You Don't Mess With the Zohan




Director: Dennis Dugan

Lathering up with frightening amounts of shampoo, the women in director Joshua Logan’s 1958 South Pacific sang Rodgers and Hammerstein’s memorable battle cry, “I’m Gonna Wash That Man Right Out of My Hair.” Now fifty years later, elderly women from the era of South Pacific dutifully line up along a busy New York street for their opportunity to wash that man right into their hair in Adam Sandler’s latest Happy Madison production, You Don’t Mess With the Zohan.

And while the hairstyles taken from an early 1980’s Paul Mitchell book leave much to be desired, the suggestive shampoo and titillating trim provided by their freakishly acrobatic stylist Zohan (Sandler) seem to serve as foreplay to the man who goes to extreme carnal lengths to ensure his clients leave the salon completely satisfied. Although Warren Beatty’s stylist George Roundy in director Hal Asbhy’s 1975 classic Shampoo tried to hide his philandering nymphomania, to the outrageously frank Zohan, it seems as though it’s never occurred to him that there were any other way to finish his appointments or display his gratitude to any woman who offers him the slightest hint of kindness than by offering them a trip to the back room.

This being said, while in most movies, we’d label him a simple gigolo (or to use my favorite term “manwhore”), in the hands of writers Sandler, Judd Apatow (Knocked Up) and Robert Smigel (the former SNL staff writer most famous for voicing Conan O’Brien’s Triumph the Insult Comic Dog), it becomes far more ridiculously complicated as we’re first introduced to Zohan in his native Israel where he’s one of the country’s most popular and none too top secret counterterrorist commandos. Admitting that he just wants “to make people silky smooth,” and beginning to tire of the endless fighting and hatred that’s been continuing for thousands of years, Zohan makes a bold decision to fake his death at the hands of his sworn Palestinian enemy The Phantom (an underwritten John Turturro) so he can escape to New York City and fulfill his dreams to become a stylist. Adopting the name of two dogs he stowed away with on his flight, Zohan transforms his look and persona, renaming himself Scrappy Coco.

After a few failed attempts, Zohan/Scrappy accepts a position initially as a hair sweeper until fate intervenes and like an understudy awaiting a big break, Zohan gets the chance to “perform” as the neighborhood lothario hairdresser, winning the hearts of the city’s seniors while losing his own to his gorgeous Palestinian boss Dalia (Emmanuelle Chriqui). However, predictably, Zohan’s future is threatened when both the past catches up with him and new corporate villains of present begin to come out of the woodwork, culminating into a rushed, unsatisfying result—similar to cleansing one’s hair with a drug store 2 in 1 shampoo and conditioner.

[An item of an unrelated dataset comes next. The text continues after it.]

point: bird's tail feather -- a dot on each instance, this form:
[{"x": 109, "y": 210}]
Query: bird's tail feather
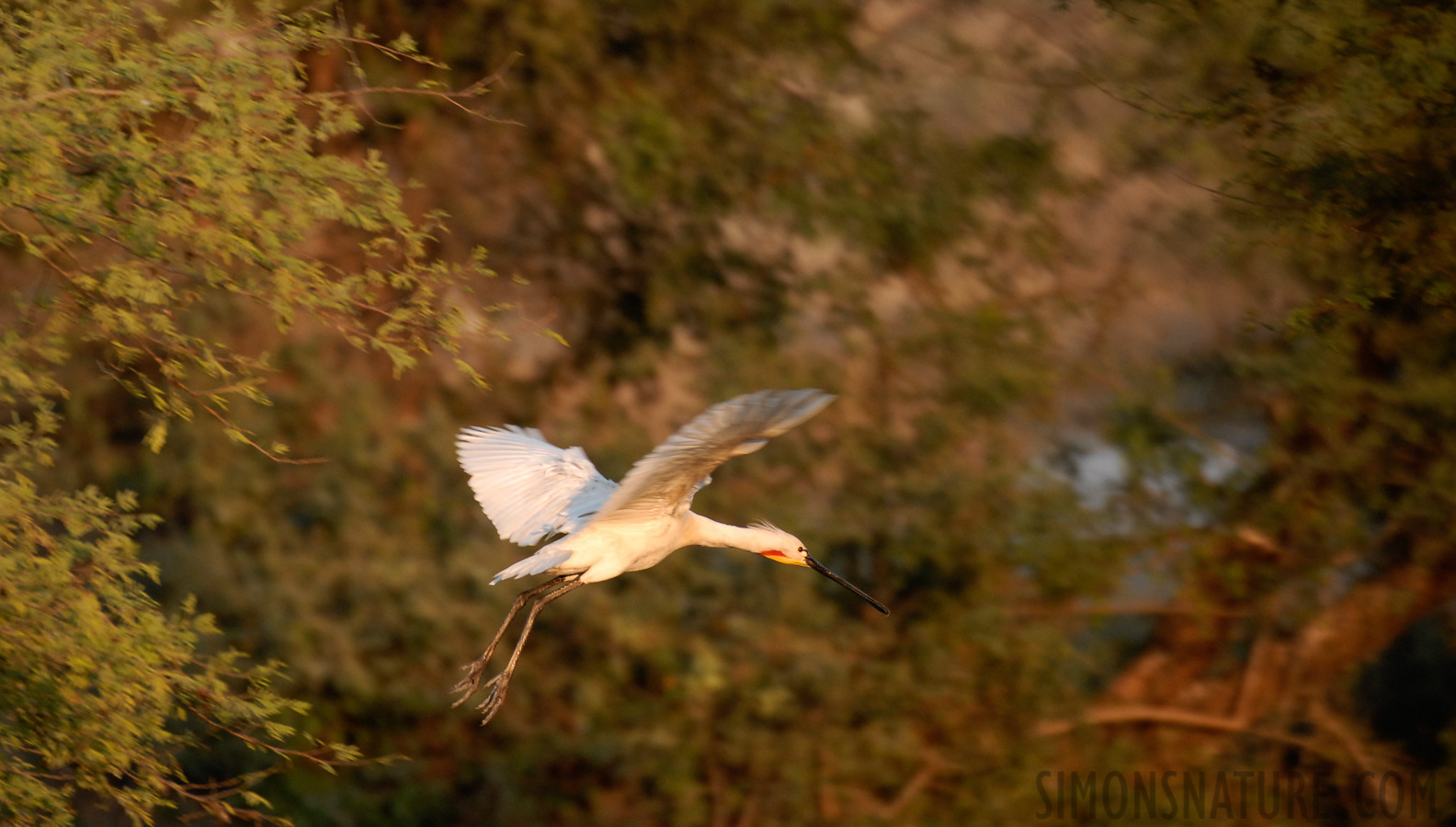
[{"x": 543, "y": 560}]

Still Zohan is surprisingly much better than one would think, especially given the disastrous recent Happy Madison releases including Click. Although Sandler reunites all of his friends including Henry Winkler, Chris Rock, Kevin Nealon, Rob Schneider and more (including a pointless Mariah Carey cameo) for wasted walk-ons, the film is unexpectedly successful in its first sixty minutes when the inventive laughs derived directly from Zohan’s outrageous, unpredictable antics which were best spotlighted in the salon sequences.

While it’s a bit rough around the edges and the ends begin to split as the film passes the eighty minute mark in an entirely unconvincing and painfully unfunny “We Are the World” inspired climax, which would have benefited considerably with a new style at the writing stage, it’s Sandler’s most enjoyable work since Spanglish and his most comedic since 50 First Dates. Even though Zohan may make you think twice before giving your grandmother a gift card to a salon, the high energy displayed by Sandler as he dances his way right into elderly women’s hair is worth the price of admission alone and one of the funniest sequences you’re likely to see in a rather unremarkable looking crop of ’08 summer comedies.